PPRuNe Forums - View Single Post - FAA PPL using JAA PPL in UK - fastest way ?
Old 14th Oct 2008, 18:45
  #12 (permalink)  
IO540
 
Join Date: Jun 2003
Location: EuroGA.org
Posts: 13,787
Likes: 0
Received 0 Likes on 0 Posts
Local study, flying in the airspace I will be using and flying with local training for the IR, all seem an advatange to me.
You may be missing something here, echobeach.

The FAA accepts all foreign training, no matter where done. You don't need to train with an FAA instructor. You can train for all the requirements of any FAA license or a rating with for example a JAA instructor, in a G-reg.

Only the last 3 hours (which need to be done within the 60 days preceeding the checkride) need to be done - for practical reasons - with an FAA CFI/CFII.

This differs from JAA training which does not accept any training done elsewhere. You could be a 20,000hr ATP who clocked up his hours in the USA, Australia, etc, but the JAA IR will make you sit every hour with a JAA IR instructor, all over again. The only exception to this is when you are converting say an ICAO IR to a JAA one, when the 50/55hr min dual training requirements falls to around 15hrs.
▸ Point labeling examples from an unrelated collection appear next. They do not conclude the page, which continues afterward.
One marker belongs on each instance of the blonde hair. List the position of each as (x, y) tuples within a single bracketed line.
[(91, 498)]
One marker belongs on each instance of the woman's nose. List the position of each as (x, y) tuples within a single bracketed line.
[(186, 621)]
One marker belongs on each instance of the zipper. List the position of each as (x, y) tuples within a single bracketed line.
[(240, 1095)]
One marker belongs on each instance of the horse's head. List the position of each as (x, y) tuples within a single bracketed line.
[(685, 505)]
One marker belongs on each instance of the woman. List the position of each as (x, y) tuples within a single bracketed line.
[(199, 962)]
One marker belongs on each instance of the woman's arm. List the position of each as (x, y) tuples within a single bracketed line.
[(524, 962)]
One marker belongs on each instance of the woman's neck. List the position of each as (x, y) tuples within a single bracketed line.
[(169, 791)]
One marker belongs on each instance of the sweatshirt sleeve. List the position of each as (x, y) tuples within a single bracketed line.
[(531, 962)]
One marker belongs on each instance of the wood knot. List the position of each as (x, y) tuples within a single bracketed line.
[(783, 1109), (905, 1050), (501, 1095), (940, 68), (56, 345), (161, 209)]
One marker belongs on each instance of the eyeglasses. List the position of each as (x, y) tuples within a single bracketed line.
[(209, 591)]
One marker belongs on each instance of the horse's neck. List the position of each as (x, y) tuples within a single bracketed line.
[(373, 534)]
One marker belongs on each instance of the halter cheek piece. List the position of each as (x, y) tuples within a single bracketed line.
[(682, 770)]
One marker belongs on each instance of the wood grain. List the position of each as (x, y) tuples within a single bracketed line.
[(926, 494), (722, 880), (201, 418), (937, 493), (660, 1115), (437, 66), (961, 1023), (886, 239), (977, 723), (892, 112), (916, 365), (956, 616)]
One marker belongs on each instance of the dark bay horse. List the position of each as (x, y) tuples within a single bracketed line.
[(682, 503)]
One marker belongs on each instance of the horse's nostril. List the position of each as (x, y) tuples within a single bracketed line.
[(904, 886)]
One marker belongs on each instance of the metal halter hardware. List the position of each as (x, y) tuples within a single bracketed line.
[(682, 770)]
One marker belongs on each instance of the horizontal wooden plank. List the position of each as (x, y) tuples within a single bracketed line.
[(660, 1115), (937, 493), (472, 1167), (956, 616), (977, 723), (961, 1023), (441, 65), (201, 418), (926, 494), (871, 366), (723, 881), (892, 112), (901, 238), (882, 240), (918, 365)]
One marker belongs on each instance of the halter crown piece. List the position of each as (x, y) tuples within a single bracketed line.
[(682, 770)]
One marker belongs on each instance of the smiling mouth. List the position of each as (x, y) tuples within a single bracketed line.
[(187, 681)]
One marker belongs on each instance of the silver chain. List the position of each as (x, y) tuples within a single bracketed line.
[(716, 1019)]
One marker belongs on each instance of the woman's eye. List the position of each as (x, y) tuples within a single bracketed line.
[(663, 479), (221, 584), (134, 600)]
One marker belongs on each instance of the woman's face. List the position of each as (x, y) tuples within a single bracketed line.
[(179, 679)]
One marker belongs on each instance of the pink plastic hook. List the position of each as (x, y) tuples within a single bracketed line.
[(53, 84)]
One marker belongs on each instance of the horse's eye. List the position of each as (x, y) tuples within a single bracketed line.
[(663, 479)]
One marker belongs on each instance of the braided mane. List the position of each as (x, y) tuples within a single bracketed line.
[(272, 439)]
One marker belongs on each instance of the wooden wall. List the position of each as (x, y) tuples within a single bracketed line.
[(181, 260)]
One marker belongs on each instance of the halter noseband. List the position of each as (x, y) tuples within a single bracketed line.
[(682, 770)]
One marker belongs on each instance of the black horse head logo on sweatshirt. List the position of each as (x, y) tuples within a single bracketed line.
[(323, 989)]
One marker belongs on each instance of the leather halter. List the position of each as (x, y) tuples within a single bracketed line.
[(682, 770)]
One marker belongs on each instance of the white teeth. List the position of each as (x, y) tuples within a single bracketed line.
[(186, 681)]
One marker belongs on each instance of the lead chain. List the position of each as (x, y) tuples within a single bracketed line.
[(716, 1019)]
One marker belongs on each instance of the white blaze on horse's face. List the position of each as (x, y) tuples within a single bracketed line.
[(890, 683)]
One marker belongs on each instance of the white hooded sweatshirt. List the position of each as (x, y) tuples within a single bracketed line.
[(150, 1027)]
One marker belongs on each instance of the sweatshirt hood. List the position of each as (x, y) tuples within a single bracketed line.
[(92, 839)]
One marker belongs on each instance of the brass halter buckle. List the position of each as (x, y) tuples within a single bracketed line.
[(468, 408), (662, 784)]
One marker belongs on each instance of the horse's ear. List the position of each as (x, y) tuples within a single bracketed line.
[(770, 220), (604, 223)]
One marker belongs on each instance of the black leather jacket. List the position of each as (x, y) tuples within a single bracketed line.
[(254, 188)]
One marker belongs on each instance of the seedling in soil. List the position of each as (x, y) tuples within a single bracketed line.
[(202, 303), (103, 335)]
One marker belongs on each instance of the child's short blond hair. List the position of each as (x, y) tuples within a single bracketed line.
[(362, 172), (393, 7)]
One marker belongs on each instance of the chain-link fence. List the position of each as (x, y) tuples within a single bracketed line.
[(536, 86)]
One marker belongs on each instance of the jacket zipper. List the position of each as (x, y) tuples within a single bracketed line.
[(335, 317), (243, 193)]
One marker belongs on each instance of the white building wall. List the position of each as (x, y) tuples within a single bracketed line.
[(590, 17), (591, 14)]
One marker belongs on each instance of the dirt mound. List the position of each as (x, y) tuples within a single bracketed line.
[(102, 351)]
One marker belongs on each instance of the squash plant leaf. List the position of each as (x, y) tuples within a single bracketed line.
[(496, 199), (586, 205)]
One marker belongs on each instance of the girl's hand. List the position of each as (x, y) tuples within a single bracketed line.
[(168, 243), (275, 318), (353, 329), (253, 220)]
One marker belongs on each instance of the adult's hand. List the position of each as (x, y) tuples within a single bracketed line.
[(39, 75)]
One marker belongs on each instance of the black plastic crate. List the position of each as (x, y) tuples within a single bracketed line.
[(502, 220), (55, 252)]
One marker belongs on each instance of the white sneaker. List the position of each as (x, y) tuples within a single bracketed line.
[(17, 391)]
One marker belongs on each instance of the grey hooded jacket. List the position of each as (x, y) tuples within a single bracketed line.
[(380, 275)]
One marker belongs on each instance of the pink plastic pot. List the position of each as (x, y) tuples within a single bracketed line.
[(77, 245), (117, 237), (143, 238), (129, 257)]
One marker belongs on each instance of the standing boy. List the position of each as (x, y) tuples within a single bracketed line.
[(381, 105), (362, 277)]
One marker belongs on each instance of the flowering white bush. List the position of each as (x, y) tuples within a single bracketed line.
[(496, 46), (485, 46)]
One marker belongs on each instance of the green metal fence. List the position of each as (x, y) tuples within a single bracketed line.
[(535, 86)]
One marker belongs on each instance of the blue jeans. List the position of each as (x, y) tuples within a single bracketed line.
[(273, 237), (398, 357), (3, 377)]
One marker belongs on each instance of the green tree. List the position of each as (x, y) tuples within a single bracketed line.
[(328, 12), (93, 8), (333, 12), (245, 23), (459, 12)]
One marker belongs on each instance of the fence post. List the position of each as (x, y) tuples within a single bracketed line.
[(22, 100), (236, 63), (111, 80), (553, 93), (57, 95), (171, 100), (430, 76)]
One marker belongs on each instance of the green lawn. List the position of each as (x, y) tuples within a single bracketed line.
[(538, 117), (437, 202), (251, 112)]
And there is a similar conversion route for ICAO PPLs (this is a UK only one, I believe).

I did all the flying requirements for the FAA PPL in the UK.

I did all the flying requirements for the FAA IR in the UK. Did some more flying in the USA because that's where the checkride was.

And I did the whole of the FAA CPL in the UK.

So, you can do your whole FAA IR training in the European airway system! Nothing gets better than that. Even JAA IR training contains very little airways flying (most of it is done on sims or OCAS), and practically no representative (long distance) airways flying.

Actually, you could do a load of JAA IR training here in the UK and then chuck it in and sod off to the USA and use every hour of those logbook entries towards an FAA IR. The FAA doesn't care what the original "purpose" of some flight was; why should they? If it meets the requirements it's good enough.

So you could do a load of JAA IR training, making sure (by an agreement with your instructor) that you are structuring some flights to also meet FAA IR requirements (e.g. the 250nm x/c flight with 3 diff approaches), and then you could use those flights to get an FAA IR, and if that N-reg twin is still around then you could go for that and either continue the JAA IR flying, or dump it.

Similarly, you could train in the Uk towards the IMC Rating, again making sure (by a private agreement with your instructor) that the flying is appropriately structured, and then, whether or not you have passed the IMCR, go for the FAA IR. The only trick here is that the 250nm x/c flight needs to be done in the airways so the instructor will need an IR and the plane will need to be airways legal. And then you could come back after a bit of time and get yourself a JAA IR with just 15hrs' flying and "just" sitting all the JAA exams - a route which gets you flying IFR very quickly (in an N-reg) and saves a whole bundle of expensive JAA IR flight training.

Historically, many FAA training outfits around the UK used to claim that the only training that counts towards an FAA license/rating has to be done with FAA instructors. This is bollox

Obviously, the route to follow is the one which bets fits with your strategic objectives and which you can best fit into your life. Just remember that there is more than one way to get from A to B, and I have tried to illustrate a few options.

I have just spent 20 minutes listening to recorded messages at the FAA whilst waiting unsuccesfully to talk to someone.
Why? The FAA are pretty unresponsive at the best of times. But I never had any reason to talk to them, all the way from zero to the FAA CPL/IR.

Last edited by IO540; 14th Oct 2008 at 19:23.